Dew, who works for Kukri Sports Ltd, in Preston, is keen that the club maintains its family-orientated tradition and culture.
“Preston Grasshoppers is very much a club from top to bottom,” Dew said. “Unlike other clubs, it is very much a community club.
“It’s not just about the first team – it’s about everybody right down to the juniors .
“The ethos is for everybody to play good rugby and to enjoy themselves.
“Playing-wise, I don’t think it’s realistic for every team to play the same style of rugby but certainly I want the first team and the second team to be playing the same way.
“And we will be looking out for any promising colts who look capable of making the step up to senior level.”
It is important for Hoppers and Dew to improve upon the season just gone which saw Preston suffer a poor campaign by their standards.
“I think we are well placed to do better next season,” Dew said.
“We have made a number of new signings which we will be announcing over the next few weeks.
“I think we finished something like 11th last season – I think we should have finished around sixth or seventh.
“There’s pressure but I put pressure on myself to do well.
“I want to be in that top four next season and in my head I’d like to be in that top two.
“There’s bound to be pressure because Hoppers is a big club and there are a lot of proud people who are involved and want to see the team do well.
“I certainly found it hard at times when we lost last season and I am sure it’s going to be even tougher next season now that I’m head coach.”
As he enters a new phase in his rugby career at such a young age, Dew tends not to dwell too much on the injuries which curtailed his playing career early.

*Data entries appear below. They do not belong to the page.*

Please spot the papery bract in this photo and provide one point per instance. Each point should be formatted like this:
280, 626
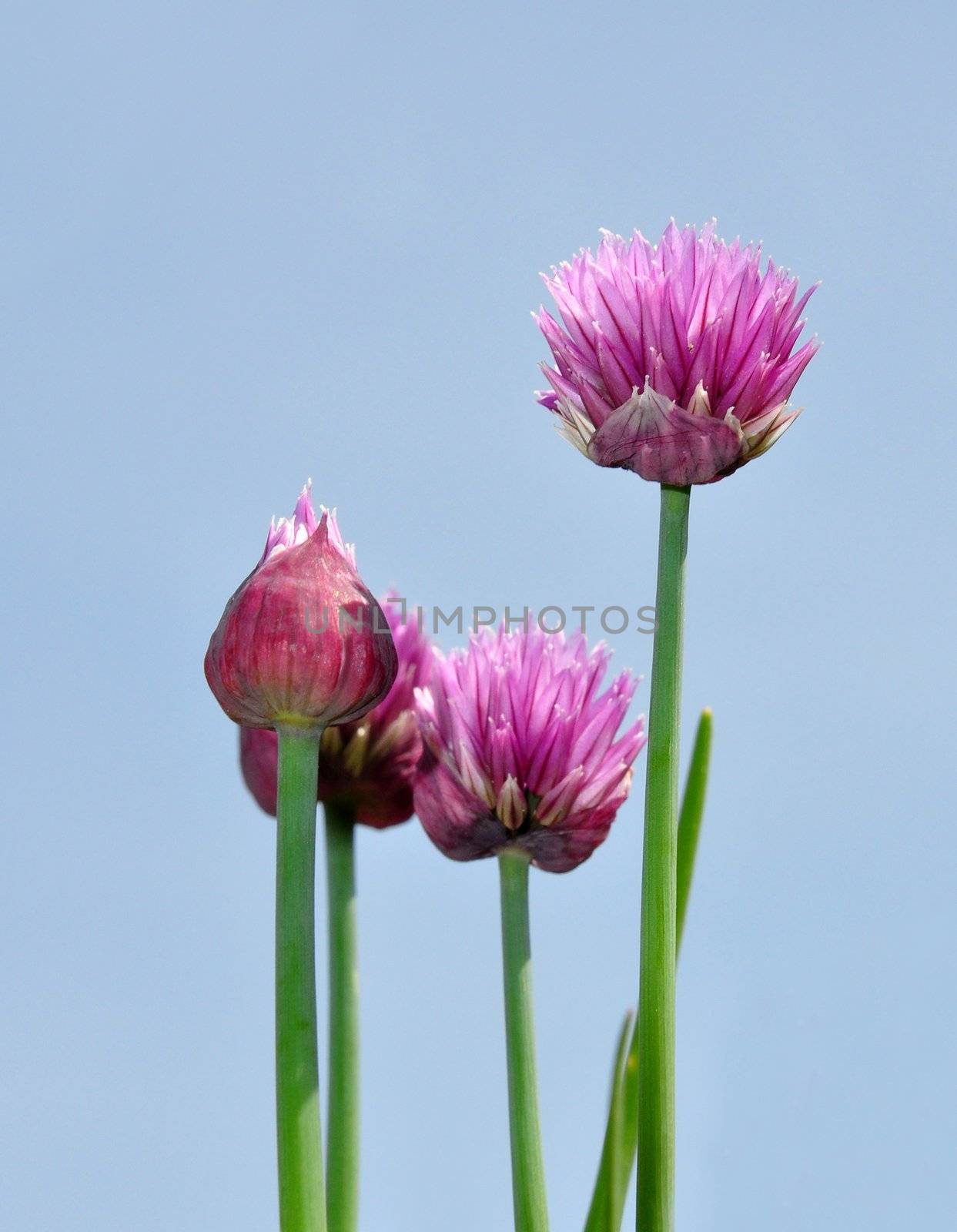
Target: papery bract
521, 748
369, 763
302, 642
675, 361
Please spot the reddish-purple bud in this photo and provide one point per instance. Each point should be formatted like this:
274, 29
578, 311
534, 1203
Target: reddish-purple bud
302, 642
370, 764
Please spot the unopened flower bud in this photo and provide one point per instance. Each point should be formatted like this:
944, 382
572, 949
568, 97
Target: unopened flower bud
302, 642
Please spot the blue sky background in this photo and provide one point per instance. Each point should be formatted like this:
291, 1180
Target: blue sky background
248, 243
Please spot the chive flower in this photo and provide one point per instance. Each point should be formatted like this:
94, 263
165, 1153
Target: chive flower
674, 360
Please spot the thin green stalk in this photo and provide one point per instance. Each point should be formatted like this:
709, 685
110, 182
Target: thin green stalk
659, 882
692, 810
531, 1210
302, 1199
343, 1149
621, 1133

Instead he prefers to remember the good times and feels proud of the England youth caps which he won.
“Playing for England is something I will always be proud of,” Dew said.
“Some lads would do anything to have those experiences.
“I have got caps on the wall and nobody can take those away. I played representative rugby for England Under-16s, Under-18s and Under-19s.
“For the Under-16s it was mainly home nations stuff playing against Wales, Scotland and Ireland.
“In the Under-18s, I went to Italy with the squad for the European Championships.
“I played against Portugal, Italy and France in Treviso.
“The year after, I played in the Under-19s World Cup in Belfast, which is kind of funny because the year before it was held in Dubai and the year after I think it went to South Africa.
“But when I played, it was in Belfast!
“It was a great experience though. I played with and against players who have gone on to really big things.
“I played with Joe Simpson, Alex Goode, Nathan Catt.
“I played against people like Leigh Halfpenny and Sam Warburton – Sam was the captain of Wales in our age group.
“There were some players who have become big names and done well for themselves.
“Most of the lads I played with for England have gone on to play Premiership rugby.
“Unfortunately, that wasn’t me in the end.”
Dew never played a first-team game at Sale Sharks and he admits that, looking back, he was slightly overawed training with international class players on a daily basis.
He added: “I had a great time there to be fair but they had just won the Premiership season before I joined in 2007 and they had some seriously good players in their squad.
“I think they probably had something like 20-odd internationals.
“I was quite small and was certainly not big enough to play flanker at that level.
“I played many times for the second team and went on loan to Manchester and helped them win promotion.
“The current French national coach Philippe Saint-André was the head coach of Sale at the time alongside Kingsley Jones.
“They signed a lot of players and had a huge budget.
“A lot of the younger lads did not really get a chance.
“But it was a great experience looking back. There were people like Sébastien Chabal, the big French lock, and Jason Robinson.
“It was great to train with them but you felt under pressure in training to perform – these were world-class players and you didn’t want to mess up.”
After leaving Sale, Dew spurned the opportunity to go full-time with Manchester in the Championship in favour of studying for a degree at UCLan while playing part-time.